Bologna, 22 ott. – “Inizio alle 8.30 del mattino e ho mezz’ora per pulire ogni camera. Ma spesso dobbiamo aspettare perché i clienti non escono, così ci metto anche più di 30 minuti e il tempo in più non mi viene conteggiato, perché sono pagata a cottimo, per numero di camere”. Francesca (nome di fantasia) è un’addetta alle pulizie delle camere di un grande e importante hotel di Bologna. È una delle tante dipendenti di quel settore alberghiero. Il boom del turismo ha certamente creato migliaia di posti di lavoro negli ultimi anni, ma a quali condizioni? Spesso irregolarità e sfruttamento, in generale paghe basse. Il suo caso, infatti, non è isolato: “La storia di Francesca rappresenta la situazione tipo nelle strutture alberghiere di Bologna”, commenta Anna Maria Russo di Filcams-Cgil. Migliaia di lavoratori e lavoratrici, la maggior parte dei quali donne e molti stranieri, con stipendi che tra i 600 e i 1000 euro, da part time a full time. Lavoratori che perdono sistematicamente circa un terzo del proprio stipendio, perché “il tempo lavorato oltre quello prestabilito non viene mai riconosciuto”.

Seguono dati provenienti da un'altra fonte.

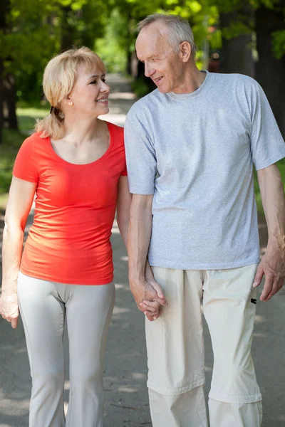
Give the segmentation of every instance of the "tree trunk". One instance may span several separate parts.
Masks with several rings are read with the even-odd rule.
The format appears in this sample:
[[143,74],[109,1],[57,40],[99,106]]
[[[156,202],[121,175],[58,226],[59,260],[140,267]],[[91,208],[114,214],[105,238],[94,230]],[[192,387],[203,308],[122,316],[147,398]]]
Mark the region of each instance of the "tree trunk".
[[68,23],[71,8],[69,6],[63,6],[62,11],[61,51],[66,51],[67,49],[72,48],[74,32],[73,27]]
[[[0,31],[4,34],[6,33],[7,22],[6,16],[10,9],[10,0],[1,0],[0,1]],[[4,61],[0,57],[0,143],[2,142],[2,130],[4,127],[3,101],[4,101]]]
[[15,78],[12,74],[6,74],[3,82],[4,118],[5,127],[19,130],[16,114],[16,92]]
[[[281,0],[279,6],[285,1]],[[284,17],[281,11],[261,6],[256,12],[256,46],[259,60],[256,64],[256,78],[269,101],[280,131],[285,138],[285,55],[276,59],[272,51],[272,32],[284,30]]]
[[[232,23],[241,21],[249,26],[254,21],[253,9],[244,2],[237,11],[219,14],[222,31]],[[242,34],[229,40],[223,36],[220,63],[222,73],[239,73],[251,77],[254,75],[254,62],[252,51],[252,33]]]

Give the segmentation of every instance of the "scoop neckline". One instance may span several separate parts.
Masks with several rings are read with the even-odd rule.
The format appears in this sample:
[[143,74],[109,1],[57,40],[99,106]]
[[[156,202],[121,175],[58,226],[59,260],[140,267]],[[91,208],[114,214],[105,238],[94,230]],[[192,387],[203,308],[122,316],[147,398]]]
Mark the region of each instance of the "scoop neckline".
[[95,164],[95,163],[98,163],[99,162],[101,162],[102,160],[103,160],[105,159],[105,157],[106,157],[109,154],[109,153],[111,152],[111,150],[113,149],[114,140],[113,140],[113,132],[111,132],[112,124],[105,120],[102,120],[102,121],[105,122],[105,123],[107,125],[108,130],[109,132],[109,135],[110,135],[110,144],[109,144],[109,147],[108,147],[107,150],[105,152],[105,153],[100,157],[99,157],[99,159],[97,159],[96,160],[94,160],[93,162],[90,162],[90,163],[71,163],[70,162],[68,162],[67,160],[65,160],[64,159],[61,157],[61,156],[58,156],[58,154],[53,149],[53,144],[51,144],[51,137],[48,137],[48,147],[49,147],[50,151],[51,152],[53,156],[56,158],[58,162],[65,163],[66,164],[68,164],[69,166],[74,166],[74,167],[83,167],[83,166],[85,166],[85,167],[91,166],[93,164]]

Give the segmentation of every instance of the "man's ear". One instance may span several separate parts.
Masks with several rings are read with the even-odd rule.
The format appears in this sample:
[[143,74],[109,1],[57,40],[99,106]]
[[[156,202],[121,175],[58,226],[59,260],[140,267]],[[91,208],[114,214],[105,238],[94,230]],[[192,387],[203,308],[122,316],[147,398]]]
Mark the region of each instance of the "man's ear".
[[191,56],[191,46],[188,41],[182,41],[180,44],[180,52],[183,62],[187,62]]

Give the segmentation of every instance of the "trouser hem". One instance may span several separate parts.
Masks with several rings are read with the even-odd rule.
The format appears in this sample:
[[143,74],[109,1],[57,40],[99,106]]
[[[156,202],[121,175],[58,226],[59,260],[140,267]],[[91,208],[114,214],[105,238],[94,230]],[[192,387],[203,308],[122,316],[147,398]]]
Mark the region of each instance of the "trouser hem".
[[157,386],[157,384],[152,381],[148,380],[147,382],[147,386],[149,389],[154,390],[157,393],[160,394],[163,394],[165,396],[178,396],[179,394],[183,394],[183,393],[187,393],[187,391],[190,391],[193,389],[198,387],[199,386],[204,386],[205,384],[205,378],[200,378],[193,381],[189,383],[187,386],[184,387],[175,387],[174,389],[164,389],[163,387],[160,387]]
[[260,393],[256,394],[248,394],[246,396],[222,394],[212,391],[209,393],[209,399],[224,402],[225,404],[254,404],[262,400],[262,396]]

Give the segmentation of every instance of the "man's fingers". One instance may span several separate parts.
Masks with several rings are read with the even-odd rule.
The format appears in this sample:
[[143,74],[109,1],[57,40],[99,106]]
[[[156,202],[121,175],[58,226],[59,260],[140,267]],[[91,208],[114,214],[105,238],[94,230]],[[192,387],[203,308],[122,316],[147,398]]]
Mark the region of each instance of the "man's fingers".
[[16,329],[18,326],[18,317],[16,317],[16,319],[12,319],[11,320],[11,327],[14,329]]
[[157,319],[158,319],[158,317],[160,317],[160,312],[158,312],[157,314],[153,315],[153,313],[147,314],[147,312],[145,312],[145,316],[147,317],[147,319],[148,319],[148,320],[150,320],[150,322],[153,322],[153,320],[156,320]]
[[272,291],[274,278],[271,276],[265,276],[264,288],[260,297],[261,301],[266,301],[267,297]]
[[[165,298],[165,295],[163,292],[162,288],[160,286],[160,285],[159,285],[157,283],[157,282],[153,282],[152,283],[152,285],[154,288],[154,289],[155,289],[157,293],[157,297],[159,298],[160,298],[160,300],[164,300],[165,301],[165,304],[162,304],[162,305],[167,305],[168,302]],[[160,302],[161,304],[161,302]]]
[[284,284],[284,278],[279,279],[279,282],[278,282],[278,291],[279,291],[281,289],[282,289],[283,286]]
[[160,305],[157,301],[149,301],[148,300],[144,300],[142,304],[145,304],[145,305],[147,305],[147,307],[153,307],[155,308],[158,308]]
[[254,277],[254,284],[253,284],[254,288],[256,288],[257,286],[259,286],[259,285],[260,285],[260,283],[261,283],[261,280],[262,280],[263,275],[264,275],[264,271],[263,271],[262,267],[258,267],[256,273]]
[[[160,307],[160,305],[158,305],[158,307]],[[146,304],[144,304],[143,302],[141,302],[140,304],[140,306],[143,310],[143,312],[145,312],[145,311],[149,311],[151,313],[155,313],[155,312],[157,312],[157,309],[158,309],[158,307],[150,307],[150,306],[147,305]]]
[[272,289],[265,301],[269,301],[279,290],[279,280],[276,279],[272,285]]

Francesca ha iniziato a lavorare 2 anni e mezzo fa con un contratto di apprendistato. Prima di lei per pulire una camera il tempo concesso era di 45 minuti, col tempo sceso a 30. Negli hotel il servizio di pulizia, oltre a quello di facchinaggio e frequentemente anche di ristorazione, è molto spesso esternalizzato. “Lavoriamo tramite agenzia e da loro riceviamo gli ordini”, spiega Francesca. Appalti brevi, che possono durare uno o due anni, finché non arriva una nuova agenzia, che né i sindacati né i lavoratori incontrano, avendo sede in altre città. In aggiunta, “lo stipendio arriva sempre in ritardo, le buste paga dopo mesi”, prosegue Francesca, perciò da quando sono state eliminate le tabelle orarie in busta paga può capitare che ai lavoratori non torni il conto degli straordinari fatti, non avendo una visione d’insieme di quante ore siano state pagate precisamente e a quali mensilità corrispondano. Una situazione che ha portato Francesca, dopo mesi di lamentele, a rivolgersi al sindacato, a differenza della maggior parte dei colleghi e delle colleghe che per paura di perdere il lavoro rimangono in silenzio.

Secondo Russo si parla poco delle condizioni professionali delle addette alle pulizie, dei camerieri e delle cameriere, dei facchini, “perché i lavoratori stessi hanno paura a denunciare la situazione, dunque c’è un problema ad intervenire perché non dicono la verità avendo paura di perdere il lavoro”. La Filcams-Cgil si ritrova così a gestire “queste vertenze alla fine, quando si va a recuperare quello che i lavoratori hanno perso, e solitamente sono i committenti a farsene carico perché le società scompaiono dopo pochissimo tempo”, dice Russo. Una quadro critico, che i sindacati hanno cercato di risolvere aprendo un tavolo con le istituzioni a livello locale, che “avrebbe dovuto coinvolgere le associazioni datoriali e gli istituti di vigilanza, ma che non è più proseguito”. A questo punto, taglia corto la sindacalista, è chiaro che “il problema non si vuole risolvere”.